Literature DB >> 29373687

Substituting Abacavir for Stavudine in Children Who Are Virally Suppressed Without Lipodystrophy: Randomized Clinical Trial in Johannesburg, South Africa.

Renate Strehlau1, Stephanie Shiau2,3, Stephen Arpadi2,4,5,3, Faeezah Patel1, Francoise Pinillos1, Wei-Yann Tsai6, Ashraf Coovadia1, Elaine Abrams4,5,3, Louise Kuhn2,3.   

Abstract

OBJECTIVES: Abacavir has replaced stavudine in antiretroviral therapy (ART) regimens because it has largely been phased out as a result of toxicity concerns; this loss has reduced further the already-limited drug options for children. Few data regarding virologic and metabolic outcomes among children who undergo substitution of stavudine exist.
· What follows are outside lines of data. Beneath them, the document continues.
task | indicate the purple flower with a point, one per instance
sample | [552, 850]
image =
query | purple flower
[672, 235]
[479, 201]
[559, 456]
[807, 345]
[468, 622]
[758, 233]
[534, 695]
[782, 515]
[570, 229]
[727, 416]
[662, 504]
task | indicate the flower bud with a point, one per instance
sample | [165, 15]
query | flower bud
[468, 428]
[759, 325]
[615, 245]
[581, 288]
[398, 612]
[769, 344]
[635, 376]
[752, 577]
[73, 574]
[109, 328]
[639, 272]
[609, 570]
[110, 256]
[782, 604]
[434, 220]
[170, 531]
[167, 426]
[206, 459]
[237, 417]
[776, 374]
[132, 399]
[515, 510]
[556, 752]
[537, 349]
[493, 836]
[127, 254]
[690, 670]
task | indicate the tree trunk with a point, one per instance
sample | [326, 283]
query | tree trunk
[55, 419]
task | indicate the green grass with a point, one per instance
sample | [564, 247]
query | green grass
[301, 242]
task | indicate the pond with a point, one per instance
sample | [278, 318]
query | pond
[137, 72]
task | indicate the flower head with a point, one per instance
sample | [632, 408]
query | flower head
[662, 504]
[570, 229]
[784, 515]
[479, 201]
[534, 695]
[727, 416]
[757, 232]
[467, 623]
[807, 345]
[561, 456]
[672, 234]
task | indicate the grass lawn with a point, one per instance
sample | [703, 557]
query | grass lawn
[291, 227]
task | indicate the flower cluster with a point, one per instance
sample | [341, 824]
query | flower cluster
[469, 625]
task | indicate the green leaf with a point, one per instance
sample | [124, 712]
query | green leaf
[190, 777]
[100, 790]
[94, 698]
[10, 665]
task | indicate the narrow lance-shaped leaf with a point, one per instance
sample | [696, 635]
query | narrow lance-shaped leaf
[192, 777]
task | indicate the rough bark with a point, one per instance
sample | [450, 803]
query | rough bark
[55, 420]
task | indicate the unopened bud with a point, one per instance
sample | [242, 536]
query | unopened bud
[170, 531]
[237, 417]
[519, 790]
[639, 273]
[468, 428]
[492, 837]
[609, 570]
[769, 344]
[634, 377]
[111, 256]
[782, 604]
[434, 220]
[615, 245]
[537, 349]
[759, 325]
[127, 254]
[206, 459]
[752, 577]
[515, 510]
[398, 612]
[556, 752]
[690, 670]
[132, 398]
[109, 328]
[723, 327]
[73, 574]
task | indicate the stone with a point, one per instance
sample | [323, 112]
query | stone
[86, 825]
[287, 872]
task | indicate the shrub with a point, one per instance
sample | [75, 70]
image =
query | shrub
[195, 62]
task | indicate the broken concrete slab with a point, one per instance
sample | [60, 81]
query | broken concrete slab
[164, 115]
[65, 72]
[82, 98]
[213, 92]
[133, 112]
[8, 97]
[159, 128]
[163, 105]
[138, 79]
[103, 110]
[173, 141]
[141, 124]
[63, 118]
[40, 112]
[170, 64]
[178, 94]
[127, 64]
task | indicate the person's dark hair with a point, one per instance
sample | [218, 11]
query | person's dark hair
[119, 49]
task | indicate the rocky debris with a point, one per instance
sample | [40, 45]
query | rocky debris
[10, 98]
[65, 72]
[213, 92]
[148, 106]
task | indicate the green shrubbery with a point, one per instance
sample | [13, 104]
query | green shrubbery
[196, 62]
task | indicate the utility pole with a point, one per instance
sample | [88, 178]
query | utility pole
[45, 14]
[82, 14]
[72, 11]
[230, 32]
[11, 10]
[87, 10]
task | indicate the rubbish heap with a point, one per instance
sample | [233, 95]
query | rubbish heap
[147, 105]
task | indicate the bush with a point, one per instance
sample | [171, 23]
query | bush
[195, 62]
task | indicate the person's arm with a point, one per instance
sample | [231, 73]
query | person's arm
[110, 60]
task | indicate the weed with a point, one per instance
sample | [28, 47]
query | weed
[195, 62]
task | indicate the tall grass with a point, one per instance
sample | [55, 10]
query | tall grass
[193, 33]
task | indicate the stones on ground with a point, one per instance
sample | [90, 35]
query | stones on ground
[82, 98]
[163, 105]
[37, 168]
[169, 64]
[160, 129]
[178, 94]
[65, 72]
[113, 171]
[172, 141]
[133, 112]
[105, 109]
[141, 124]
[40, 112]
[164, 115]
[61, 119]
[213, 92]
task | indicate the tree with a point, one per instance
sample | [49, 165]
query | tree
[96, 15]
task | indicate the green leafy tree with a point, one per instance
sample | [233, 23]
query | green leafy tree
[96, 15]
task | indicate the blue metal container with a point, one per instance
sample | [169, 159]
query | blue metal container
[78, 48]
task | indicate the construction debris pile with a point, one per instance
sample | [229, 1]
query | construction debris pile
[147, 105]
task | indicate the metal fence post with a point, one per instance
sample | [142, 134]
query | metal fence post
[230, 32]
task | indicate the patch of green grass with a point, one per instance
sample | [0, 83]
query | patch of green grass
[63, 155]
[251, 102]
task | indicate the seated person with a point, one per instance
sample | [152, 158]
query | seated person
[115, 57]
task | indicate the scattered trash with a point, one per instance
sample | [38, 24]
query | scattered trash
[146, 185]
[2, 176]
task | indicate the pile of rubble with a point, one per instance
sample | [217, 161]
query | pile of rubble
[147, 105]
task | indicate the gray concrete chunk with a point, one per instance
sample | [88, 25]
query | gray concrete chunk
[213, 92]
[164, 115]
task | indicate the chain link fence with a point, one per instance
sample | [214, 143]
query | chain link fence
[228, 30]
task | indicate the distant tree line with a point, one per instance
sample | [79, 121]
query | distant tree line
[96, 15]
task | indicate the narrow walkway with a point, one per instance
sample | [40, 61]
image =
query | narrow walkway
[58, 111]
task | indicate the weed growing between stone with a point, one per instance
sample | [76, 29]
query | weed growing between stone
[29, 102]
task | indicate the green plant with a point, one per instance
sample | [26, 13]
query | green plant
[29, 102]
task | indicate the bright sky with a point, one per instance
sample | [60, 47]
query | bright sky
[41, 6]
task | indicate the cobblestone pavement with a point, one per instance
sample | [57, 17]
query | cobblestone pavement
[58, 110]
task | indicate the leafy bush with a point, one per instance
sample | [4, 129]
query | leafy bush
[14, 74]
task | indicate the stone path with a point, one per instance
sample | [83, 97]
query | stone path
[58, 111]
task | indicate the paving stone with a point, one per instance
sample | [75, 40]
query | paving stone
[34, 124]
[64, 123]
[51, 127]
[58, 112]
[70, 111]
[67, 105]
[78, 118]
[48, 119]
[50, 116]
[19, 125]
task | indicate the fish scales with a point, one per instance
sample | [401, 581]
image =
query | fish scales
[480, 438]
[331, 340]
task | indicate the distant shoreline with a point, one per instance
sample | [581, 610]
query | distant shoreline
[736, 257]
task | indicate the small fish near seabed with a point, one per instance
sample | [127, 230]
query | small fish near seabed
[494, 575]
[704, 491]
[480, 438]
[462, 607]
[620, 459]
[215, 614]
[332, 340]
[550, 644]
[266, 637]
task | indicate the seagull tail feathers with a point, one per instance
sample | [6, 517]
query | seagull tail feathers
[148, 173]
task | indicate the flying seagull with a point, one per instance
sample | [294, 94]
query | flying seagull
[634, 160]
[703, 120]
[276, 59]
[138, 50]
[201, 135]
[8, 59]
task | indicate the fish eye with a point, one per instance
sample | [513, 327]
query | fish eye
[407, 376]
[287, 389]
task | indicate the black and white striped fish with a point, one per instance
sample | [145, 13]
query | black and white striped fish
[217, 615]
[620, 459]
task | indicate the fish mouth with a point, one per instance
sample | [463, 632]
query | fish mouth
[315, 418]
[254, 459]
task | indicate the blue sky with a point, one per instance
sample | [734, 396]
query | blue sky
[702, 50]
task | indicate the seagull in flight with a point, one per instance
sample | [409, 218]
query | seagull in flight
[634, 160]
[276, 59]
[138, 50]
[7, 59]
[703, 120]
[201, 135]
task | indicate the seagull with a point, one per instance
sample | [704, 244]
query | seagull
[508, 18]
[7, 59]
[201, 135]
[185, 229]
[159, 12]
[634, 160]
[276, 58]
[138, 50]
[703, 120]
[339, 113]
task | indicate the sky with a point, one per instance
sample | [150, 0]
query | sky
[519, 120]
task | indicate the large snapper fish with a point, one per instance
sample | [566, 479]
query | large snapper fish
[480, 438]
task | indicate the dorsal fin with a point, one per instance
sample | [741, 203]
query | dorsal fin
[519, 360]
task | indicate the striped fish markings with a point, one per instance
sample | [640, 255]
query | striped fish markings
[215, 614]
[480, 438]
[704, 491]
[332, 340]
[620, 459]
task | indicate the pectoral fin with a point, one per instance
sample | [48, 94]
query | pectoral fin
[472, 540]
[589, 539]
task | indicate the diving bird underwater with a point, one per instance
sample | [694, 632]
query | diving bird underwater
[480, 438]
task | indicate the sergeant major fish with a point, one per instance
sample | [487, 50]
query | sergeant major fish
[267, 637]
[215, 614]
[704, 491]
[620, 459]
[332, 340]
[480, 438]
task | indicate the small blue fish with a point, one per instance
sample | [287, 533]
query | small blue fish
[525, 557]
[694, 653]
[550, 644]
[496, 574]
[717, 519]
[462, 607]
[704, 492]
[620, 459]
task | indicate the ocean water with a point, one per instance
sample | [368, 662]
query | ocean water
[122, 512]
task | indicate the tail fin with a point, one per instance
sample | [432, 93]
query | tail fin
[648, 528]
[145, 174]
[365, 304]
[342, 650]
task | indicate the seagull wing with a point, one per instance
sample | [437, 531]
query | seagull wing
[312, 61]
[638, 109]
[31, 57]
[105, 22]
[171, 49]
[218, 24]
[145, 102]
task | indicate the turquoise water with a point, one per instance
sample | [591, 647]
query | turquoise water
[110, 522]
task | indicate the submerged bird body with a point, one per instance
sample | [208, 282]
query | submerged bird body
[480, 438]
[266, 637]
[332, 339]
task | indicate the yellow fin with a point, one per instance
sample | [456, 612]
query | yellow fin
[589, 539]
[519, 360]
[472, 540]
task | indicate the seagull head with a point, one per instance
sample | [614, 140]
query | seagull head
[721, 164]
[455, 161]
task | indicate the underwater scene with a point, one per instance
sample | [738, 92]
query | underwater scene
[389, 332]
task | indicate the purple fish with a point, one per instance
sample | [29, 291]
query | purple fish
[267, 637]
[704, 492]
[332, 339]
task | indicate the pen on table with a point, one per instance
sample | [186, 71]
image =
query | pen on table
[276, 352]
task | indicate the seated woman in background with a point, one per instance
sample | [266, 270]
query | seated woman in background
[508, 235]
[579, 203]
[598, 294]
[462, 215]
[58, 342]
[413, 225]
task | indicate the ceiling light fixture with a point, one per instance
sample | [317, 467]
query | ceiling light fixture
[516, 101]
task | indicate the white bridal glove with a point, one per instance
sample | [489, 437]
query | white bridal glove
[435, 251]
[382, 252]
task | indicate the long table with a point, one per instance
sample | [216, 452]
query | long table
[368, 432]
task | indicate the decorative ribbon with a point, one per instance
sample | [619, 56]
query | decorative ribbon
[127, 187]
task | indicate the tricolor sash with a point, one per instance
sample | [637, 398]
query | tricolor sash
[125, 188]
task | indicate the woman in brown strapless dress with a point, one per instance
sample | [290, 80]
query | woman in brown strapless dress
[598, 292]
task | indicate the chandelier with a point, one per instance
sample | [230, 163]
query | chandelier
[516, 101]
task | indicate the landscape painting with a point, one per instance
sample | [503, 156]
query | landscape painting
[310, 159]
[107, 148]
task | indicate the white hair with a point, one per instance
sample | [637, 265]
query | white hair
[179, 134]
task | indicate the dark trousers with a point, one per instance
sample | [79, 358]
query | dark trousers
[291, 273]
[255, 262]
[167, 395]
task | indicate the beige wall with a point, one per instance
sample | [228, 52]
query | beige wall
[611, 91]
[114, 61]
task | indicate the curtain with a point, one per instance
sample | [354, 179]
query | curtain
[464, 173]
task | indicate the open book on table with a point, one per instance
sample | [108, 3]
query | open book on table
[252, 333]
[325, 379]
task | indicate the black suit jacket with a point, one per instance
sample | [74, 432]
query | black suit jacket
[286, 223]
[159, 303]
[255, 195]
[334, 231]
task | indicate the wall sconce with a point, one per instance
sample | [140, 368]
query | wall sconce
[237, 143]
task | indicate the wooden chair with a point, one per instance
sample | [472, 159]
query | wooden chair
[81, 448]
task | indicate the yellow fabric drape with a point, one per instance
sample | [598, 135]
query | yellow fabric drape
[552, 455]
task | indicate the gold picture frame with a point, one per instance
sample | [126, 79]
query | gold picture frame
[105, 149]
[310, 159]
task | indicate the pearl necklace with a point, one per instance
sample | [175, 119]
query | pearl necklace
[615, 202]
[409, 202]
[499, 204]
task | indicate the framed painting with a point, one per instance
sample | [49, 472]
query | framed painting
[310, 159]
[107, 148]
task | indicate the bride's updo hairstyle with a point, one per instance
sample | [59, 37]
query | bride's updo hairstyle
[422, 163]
We evaluated the effects of preemptive substitution of abacavir for stavudine in children initially without lipodystrophy and virally suppressed on a stavudine-containing regimen.
METHODS: At Rahima Moosa Mother and Child Hospital in Johannesburg, South Africa, virally suppressed human immunodeficiency virus (HIV)-infected children ≥36 months of age without lipodystrophy were randomly assigned to continue taking stavudine as part of their ART regimen (n = 106) or to have abacavir substituted for stavudine (n = 107). The children were followed for 56 weeks after randomization in the context of a larger trial of treatment options for ART-experienced children.
RESULTS: The mean age of the children was 4.3 years, and the mean duration of ART before random assignment was 3.5 years. No differences in virological outcomes, CD4 response, growth, or dyslipidemia were noted between the stavudine and abacavir groups. By 56 weeks, children in the abacavir group had less clinically detected lipodystrophy (4.7% vs 16%, respectively), a higher proportion of leg fat relative to total fat (0.243 vs 0.230, respectively; P = .006), and a lower trunk/leg-skinfold ratio (0.547 vs 0.569, respectively; P = .003) than the children in the stavudine group.
CONCLUSION: Substituting abacavir for stavudine did not compromise virological response to treatment and was associated with significantly less lipodystrophy. These results support recommendations that favor abacavir in this population.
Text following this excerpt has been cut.